Today my colleague Stephanie Hoffer and I will be presenting our paper, “The Death of Tax Court Exceptionalism,” which is forthcoming in the Minnesota Law Review, at the University of Kentucky College of Law Faculty Workshop.
Stephanie and I have already blogged about this paper elsewhere (here, here, and here), but I wanted to highlight a terrific response to our article by Leandra Lederman. This workshop should be particularly fun for us, as Professor Lederman will be presenting her reply to our piece, and we will then be responding to it. Here’s the abstract for her response:
Stephanie Hoffer and Christopher Walker’s excellent Minnesota Law Review article, The Death of Tax Court Exceptionalism, http://ssrn.com/abstract=2393412, analyzes the topical and important question of whether the Administrative Procedure Act (APA) governs the standard and scope of review the Tax Court applies to Internal Revenue Service (IRS) decisions. The APA contains provisions for court review of agency decisions but the Tax Court has repeatedly stated that the APA does not apply to it. As a result, the Tax Court has accorded less across-the-board deference to the IRS than APA standards call for.
Professors Hoffer and Walker argue that the Tax Court should cease taking this exceptional position and instead apply the APA. I have long advocated for the abandonment of tax insularity, and the Tax Court’s history makes it of particular concern in this regard. As an Article I court that at one time was an independent agency, it is unclear even in which branch of government this tribunal belongs. The Tax Court is isolated from other courts and judicial institutions such as the Administrative Office of U.S. Courts and the U.S. Judicial Conference, although it is no longer subject to the provisions that govern administrative agencies.
As a result, the question of whether the APA’s “reviewing court” provisions apply to the Tax Court is not as doctrinally obvious as one might imagine, as this Reply demonstrates. Yet, this is primarily a symptom of the larger problem of the Tax Court’s insularity and unclear position in the federal government. Although it would be helpful for the Tax Court to implement APA procedures even without making other structural changes, a piecemeal approach is not particularly efficient. Recent case law suggests that litigants will continue to raise issues about the Tax Court’s unusual structure as long as it is different from other courts. The broad point of this Reply is therefore that it is past time to classify the Tax Court’s place in the federal scheme and treat the court like the judicial body that it is.
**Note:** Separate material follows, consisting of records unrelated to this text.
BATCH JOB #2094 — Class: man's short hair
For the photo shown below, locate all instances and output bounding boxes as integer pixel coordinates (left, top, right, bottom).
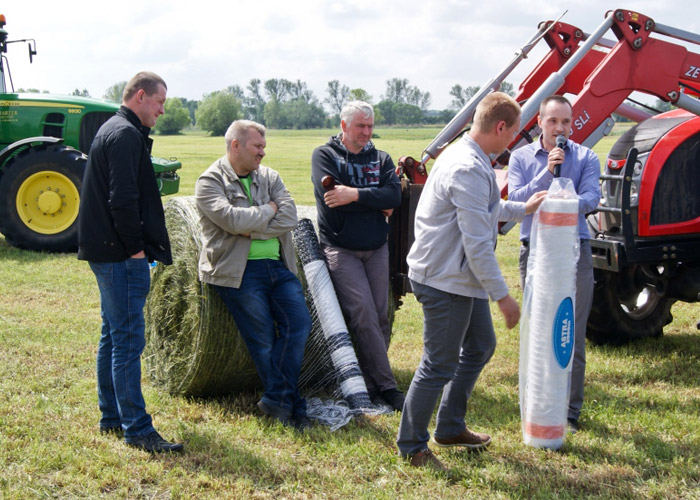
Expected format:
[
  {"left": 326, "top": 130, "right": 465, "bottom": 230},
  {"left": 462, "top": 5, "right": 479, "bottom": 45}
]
[
  {"left": 540, "top": 94, "right": 574, "bottom": 116},
  {"left": 473, "top": 92, "right": 520, "bottom": 133},
  {"left": 340, "top": 101, "right": 374, "bottom": 125},
  {"left": 224, "top": 120, "right": 265, "bottom": 151},
  {"left": 122, "top": 71, "right": 168, "bottom": 102}
]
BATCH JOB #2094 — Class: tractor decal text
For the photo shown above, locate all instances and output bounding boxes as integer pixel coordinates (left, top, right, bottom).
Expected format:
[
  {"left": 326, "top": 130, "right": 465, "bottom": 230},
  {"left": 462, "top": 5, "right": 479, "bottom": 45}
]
[
  {"left": 685, "top": 66, "right": 700, "bottom": 80},
  {"left": 574, "top": 109, "right": 591, "bottom": 130}
]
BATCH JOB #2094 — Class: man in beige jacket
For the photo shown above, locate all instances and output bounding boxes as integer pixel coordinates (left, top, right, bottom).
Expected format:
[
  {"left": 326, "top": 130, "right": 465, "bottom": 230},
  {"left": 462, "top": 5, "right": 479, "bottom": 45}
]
[{"left": 195, "top": 120, "right": 311, "bottom": 430}]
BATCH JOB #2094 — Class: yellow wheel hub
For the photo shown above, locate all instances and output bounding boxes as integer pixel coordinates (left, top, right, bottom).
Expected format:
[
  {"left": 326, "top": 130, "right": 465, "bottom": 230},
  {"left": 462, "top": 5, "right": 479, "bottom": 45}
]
[{"left": 17, "top": 170, "right": 80, "bottom": 234}]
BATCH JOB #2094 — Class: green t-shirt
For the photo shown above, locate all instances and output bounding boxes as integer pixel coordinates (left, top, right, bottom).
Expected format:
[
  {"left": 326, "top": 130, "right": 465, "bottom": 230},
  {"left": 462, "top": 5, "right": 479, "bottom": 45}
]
[{"left": 239, "top": 175, "right": 280, "bottom": 260}]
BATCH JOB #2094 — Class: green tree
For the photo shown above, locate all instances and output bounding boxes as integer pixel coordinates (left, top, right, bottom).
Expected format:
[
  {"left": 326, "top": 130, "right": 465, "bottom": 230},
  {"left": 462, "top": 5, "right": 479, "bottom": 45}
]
[
  {"left": 384, "top": 78, "right": 432, "bottom": 111},
  {"left": 154, "top": 97, "right": 192, "bottom": 135},
  {"left": 324, "top": 80, "right": 350, "bottom": 115},
  {"left": 17, "top": 87, "right": 49, "bottom": 94},
  {"left": 348, "top": 88, "right": 372, "bottom": 104},
  {"left": 652, "top": 99, "right": 674, "bottom": 112},
  {"left": 195, "top": 91, "right": 241, "bottom": 136},
  {"left": 102, "top": 80, "right": 126, "bottom": 103},
  {"left": 450, "top": 83, "right": 480, "bottom": 109},
  {"left": 244, "top": 78, "right": 265, "bottom": 124},
  {"left": 499, "top": 82, "right": 515, "bottom": 97},
  {"left": 263, "top": 99, "right": 282, "bottom": 128},
  {"left": 263, "top": 78, "right": 292, "bottom": 103},
  {"left": 279, "top": 98, "right": 326, "bottom": 129},
  {"left": 182, "top": 97, "right": 199, "bottom": 124},
  {"left": 375, "top": 99, "right": 423, "bottom": 125}
]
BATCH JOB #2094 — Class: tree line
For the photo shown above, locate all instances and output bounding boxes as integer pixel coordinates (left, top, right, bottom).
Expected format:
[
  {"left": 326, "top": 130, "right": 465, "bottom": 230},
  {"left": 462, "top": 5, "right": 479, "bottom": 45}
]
[
  {"left": 49, "top": 78, "right": 512, "bottom": 135},
  {"left": 19, "top": 78, "right": 671, "bottom": 135}
]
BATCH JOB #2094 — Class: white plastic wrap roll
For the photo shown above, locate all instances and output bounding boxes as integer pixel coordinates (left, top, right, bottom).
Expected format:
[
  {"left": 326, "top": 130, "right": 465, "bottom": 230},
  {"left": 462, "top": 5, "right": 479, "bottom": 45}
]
[{"left": 520, "top": 183, "right": 579, "bottom": 449}]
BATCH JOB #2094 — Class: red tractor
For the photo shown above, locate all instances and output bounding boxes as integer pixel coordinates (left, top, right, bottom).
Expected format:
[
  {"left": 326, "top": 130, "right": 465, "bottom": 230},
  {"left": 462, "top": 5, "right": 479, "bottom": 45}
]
[{"left": 392, "top": 9, "right": 700, "bottom": 343}]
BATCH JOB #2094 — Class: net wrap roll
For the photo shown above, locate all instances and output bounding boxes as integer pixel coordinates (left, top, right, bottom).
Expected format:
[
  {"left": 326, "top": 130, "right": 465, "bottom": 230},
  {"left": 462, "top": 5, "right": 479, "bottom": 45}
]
[{"left": 520, "top": 178, "right": 580, "bottom": 449}]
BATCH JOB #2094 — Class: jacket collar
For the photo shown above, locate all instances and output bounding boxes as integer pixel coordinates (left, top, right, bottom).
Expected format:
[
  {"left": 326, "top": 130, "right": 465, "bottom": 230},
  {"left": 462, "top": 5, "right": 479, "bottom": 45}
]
[
  {"left": 117, "top": 104, "right": 151, "bottom": 138},
  {"left": 219, "top": 155, "right": 262, "bottom": 184}
]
As I have noted elsewhere, excceptionalism in administrative law is not unique to tax; agency-specific deviations from general administrative law principles have been documented in a number of regulatory contexts including antitrust, environmental protection, federal communications, intellectual property, national labor relations, and social security. So the lessons learned from tax exceptionalism may well have broader applicability to other areas where exceptionalism pervades administrative law.